Из глубины океанских вод появились, как и предполагал Птунис, десятки, если не сотня, сатков, и вся эта армада ринулась на них. Клотов среди них не было. Колонисты встретили их плотным огнём, но на отдельных участках рыбам удалось прорвать строй, и сражение закипело уже на позициях людей. Сатков было так много, и они наносили такой урон, что людям почти сразу же пришлось применить взрывающиеся стрелы. Одно попадание такой стрелы почти наверняка гарантировало смерть врага.
Вскоре все прорвавшиеся сатки были уничтожены, и люди стали медленно продвигаться вперёд, оттесняя врага, но стараясь не отходить далеко от спасительных развалин. Когда подошли на прицельную дальность, появились, наконец, и первые жертвы среди филий. Люди продвинулись ещё на несколько метров, и мёртвых кукловодов стало гораздо больше.

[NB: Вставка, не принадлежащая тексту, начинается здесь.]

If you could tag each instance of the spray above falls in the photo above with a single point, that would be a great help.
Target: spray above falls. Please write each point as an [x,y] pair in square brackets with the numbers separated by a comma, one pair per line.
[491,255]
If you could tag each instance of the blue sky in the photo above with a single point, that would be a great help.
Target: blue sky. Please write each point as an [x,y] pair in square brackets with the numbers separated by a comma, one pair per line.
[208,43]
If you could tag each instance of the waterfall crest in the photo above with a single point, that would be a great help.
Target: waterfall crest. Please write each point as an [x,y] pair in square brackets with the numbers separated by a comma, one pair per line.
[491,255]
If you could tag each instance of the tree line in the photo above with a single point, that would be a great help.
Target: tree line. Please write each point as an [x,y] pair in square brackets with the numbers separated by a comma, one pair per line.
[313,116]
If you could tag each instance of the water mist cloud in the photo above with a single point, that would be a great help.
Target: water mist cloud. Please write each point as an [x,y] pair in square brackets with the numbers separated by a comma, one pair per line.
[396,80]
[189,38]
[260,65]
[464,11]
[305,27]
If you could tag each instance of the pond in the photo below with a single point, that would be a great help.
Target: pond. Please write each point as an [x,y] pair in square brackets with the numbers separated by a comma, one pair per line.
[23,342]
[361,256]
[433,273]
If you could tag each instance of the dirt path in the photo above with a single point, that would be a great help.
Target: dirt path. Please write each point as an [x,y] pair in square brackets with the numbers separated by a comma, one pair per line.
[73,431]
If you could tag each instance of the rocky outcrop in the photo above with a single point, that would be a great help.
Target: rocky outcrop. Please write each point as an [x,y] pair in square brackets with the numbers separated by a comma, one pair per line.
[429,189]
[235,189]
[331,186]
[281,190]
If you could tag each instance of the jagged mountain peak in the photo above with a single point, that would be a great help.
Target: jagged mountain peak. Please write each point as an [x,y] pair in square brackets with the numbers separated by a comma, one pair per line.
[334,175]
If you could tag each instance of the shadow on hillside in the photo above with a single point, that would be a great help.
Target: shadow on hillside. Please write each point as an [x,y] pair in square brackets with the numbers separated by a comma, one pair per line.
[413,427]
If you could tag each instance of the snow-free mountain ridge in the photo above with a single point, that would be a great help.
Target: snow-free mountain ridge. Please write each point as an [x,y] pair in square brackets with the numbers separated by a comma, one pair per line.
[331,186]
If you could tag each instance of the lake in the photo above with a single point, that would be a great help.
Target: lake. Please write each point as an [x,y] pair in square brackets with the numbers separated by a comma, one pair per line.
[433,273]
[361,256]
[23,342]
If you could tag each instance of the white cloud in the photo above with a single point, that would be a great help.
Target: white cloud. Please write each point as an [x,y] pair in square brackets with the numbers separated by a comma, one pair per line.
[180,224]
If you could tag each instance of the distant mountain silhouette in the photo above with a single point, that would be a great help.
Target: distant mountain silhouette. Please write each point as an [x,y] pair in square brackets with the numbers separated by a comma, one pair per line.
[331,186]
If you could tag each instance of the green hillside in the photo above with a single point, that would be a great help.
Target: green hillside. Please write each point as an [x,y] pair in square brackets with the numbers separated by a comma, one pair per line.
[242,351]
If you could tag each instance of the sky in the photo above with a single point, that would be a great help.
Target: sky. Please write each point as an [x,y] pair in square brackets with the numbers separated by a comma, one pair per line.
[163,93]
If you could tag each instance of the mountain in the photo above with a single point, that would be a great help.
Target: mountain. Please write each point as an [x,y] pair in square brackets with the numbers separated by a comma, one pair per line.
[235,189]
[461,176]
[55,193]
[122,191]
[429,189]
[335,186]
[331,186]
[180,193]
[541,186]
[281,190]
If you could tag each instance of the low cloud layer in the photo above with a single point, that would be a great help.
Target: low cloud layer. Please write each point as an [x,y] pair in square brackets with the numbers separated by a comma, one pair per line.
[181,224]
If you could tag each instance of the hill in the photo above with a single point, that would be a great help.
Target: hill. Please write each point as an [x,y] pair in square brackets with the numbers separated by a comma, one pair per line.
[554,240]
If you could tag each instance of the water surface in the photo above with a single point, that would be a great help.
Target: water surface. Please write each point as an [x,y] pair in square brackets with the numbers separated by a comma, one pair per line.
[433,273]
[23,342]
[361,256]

«Давайте! — думал Птунис, блокируя эти свои мысли. — Ну что же вы! Вы же не можете так бездарно и напрасно погибать! Пора уже вводить в бой клотов. Всё равно дальше мы не пойдём, а на прорвавшихся сатков мы, как вы, возможно, думаете, уже потратили своё новое взрывающееся оружие. Ну же, действуйте! Пора, иначе вы все погибнете!»
И филии, как будто услышали призыв Птуниса. Сверху на место сражения упали гигантские тени, и шестерка клотов стала стремительно опускаться вниз.